You can receive these events two ways:

Per agent, by passing on_event to init(...) or a created agent.
Application wide, by registering a callback through observe(...) for workflow run events.

OpenTelemetry¶

Install the extra and register the adapter as an event observer.

pip install 'pyflue[otel]'

from pyflue import init
from pyflue.observability import create_opentelemetry_observer

agent = await init(on_event=create_opentelemetry_observer())

The adapter builds this span tree, parenting by the correlation fields:

flue.workflow <name>             run_start / run_end
  flue.operation <kind>          operation_start / operation
    gen_ai.generate              turn_request / turn  (model, token usage, cost)
    flue.tool <name>             command_* / tool_*
    flue.task                    task_start / task_end
    flue.compaction              compaction_start / compaction_end

Generation spans use the gen_ai.* semantic conventions: gen_ai.request.model, gen_ai.response.model, and gen_ai.usage.input_tokens, gen_ai.usage.output_tokens, gen_ai.usage.total_tokens, and gen_ai.usage.cost_total.

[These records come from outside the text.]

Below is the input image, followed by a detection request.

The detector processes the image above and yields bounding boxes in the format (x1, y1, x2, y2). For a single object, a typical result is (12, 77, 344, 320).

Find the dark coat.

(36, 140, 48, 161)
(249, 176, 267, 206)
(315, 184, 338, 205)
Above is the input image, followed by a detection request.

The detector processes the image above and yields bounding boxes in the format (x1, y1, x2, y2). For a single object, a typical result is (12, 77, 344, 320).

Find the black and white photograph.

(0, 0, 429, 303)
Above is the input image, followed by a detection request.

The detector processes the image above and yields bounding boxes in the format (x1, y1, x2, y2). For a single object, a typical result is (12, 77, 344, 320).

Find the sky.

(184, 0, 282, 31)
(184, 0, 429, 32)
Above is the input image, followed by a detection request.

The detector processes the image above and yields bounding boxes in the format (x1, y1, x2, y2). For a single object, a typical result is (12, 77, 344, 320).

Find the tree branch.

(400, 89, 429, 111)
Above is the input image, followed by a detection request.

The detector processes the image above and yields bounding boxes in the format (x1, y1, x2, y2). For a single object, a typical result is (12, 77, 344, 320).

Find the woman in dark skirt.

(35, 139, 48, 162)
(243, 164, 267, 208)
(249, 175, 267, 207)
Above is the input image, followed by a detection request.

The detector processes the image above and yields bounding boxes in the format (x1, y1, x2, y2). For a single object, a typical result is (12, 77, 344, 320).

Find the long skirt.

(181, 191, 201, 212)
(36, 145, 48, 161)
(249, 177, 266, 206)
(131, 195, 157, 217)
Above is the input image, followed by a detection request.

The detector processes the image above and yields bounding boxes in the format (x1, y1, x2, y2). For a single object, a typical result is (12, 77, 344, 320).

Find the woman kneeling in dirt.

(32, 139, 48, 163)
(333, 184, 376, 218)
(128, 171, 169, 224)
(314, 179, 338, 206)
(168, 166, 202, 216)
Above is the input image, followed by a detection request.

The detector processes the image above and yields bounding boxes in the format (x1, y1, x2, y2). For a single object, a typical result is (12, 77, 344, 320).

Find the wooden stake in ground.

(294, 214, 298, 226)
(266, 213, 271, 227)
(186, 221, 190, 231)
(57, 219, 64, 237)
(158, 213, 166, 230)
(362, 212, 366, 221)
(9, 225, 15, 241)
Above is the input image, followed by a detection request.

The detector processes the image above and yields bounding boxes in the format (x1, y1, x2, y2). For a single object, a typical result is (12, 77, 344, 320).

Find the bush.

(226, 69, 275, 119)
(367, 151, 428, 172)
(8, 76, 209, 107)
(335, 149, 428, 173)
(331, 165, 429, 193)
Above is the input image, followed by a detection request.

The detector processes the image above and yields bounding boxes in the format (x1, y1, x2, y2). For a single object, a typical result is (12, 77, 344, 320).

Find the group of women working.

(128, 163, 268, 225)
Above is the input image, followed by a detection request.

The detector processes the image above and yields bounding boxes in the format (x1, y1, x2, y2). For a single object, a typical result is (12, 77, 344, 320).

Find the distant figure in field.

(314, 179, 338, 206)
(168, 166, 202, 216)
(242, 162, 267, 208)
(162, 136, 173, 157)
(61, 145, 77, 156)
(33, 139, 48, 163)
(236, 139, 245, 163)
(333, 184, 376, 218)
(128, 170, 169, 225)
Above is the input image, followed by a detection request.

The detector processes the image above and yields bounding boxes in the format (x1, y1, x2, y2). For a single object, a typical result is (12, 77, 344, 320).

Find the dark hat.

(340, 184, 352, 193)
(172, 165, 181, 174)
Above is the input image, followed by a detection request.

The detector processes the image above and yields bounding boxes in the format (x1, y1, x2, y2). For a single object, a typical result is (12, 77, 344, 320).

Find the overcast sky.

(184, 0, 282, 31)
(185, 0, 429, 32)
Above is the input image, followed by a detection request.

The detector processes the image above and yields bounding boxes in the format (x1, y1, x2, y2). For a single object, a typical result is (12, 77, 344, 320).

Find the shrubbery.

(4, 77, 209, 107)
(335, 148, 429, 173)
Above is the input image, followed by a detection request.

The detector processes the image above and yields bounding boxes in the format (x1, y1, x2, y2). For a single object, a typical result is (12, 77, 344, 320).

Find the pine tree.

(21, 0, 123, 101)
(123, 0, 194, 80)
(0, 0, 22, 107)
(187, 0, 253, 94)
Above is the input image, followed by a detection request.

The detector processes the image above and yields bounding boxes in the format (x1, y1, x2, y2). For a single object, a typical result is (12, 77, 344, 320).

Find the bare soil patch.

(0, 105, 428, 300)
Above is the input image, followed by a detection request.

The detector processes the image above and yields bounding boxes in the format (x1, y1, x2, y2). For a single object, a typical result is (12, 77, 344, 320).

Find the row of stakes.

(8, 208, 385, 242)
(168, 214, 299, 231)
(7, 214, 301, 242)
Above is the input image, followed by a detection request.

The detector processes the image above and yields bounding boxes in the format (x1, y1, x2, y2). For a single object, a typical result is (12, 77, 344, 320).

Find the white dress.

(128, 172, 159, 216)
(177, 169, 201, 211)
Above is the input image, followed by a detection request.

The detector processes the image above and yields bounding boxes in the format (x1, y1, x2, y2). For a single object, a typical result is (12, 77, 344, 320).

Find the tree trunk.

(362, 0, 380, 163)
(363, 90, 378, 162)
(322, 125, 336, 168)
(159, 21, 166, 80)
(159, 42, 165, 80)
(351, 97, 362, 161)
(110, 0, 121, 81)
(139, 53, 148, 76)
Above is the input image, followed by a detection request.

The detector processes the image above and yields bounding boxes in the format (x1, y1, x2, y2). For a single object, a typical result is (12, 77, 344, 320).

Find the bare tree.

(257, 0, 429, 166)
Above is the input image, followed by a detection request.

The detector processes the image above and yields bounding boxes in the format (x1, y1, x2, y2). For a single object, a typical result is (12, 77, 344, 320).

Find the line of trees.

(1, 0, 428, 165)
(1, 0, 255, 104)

By default the adapter exports correlation, timing, model, and usage metadata. Set capture_content=True to also attach commands, results, and log messages. That content can include sensitive data, so enable it deliberately.

observer = create_opentelemetry_observer(capture_content=True)

Provide your own tracer¶

Pass a configured tracer when your application already sets up an OpenTelemetry SDK and exporter.

from opentelemetry import trace
from pyflue.observability import create_opentelemetry_observer

observer = create_opentelemetry_observer(tracer=trace.get_tracer("my-app"))

Scope and limits¶

PyFlue emits one generation span per backend operation, carrying that operation's model and aggregate token usage. A span for each internal agent loop turn depends on backend level instrumentation and is tracked as future work. See Parity with Flue for the full status.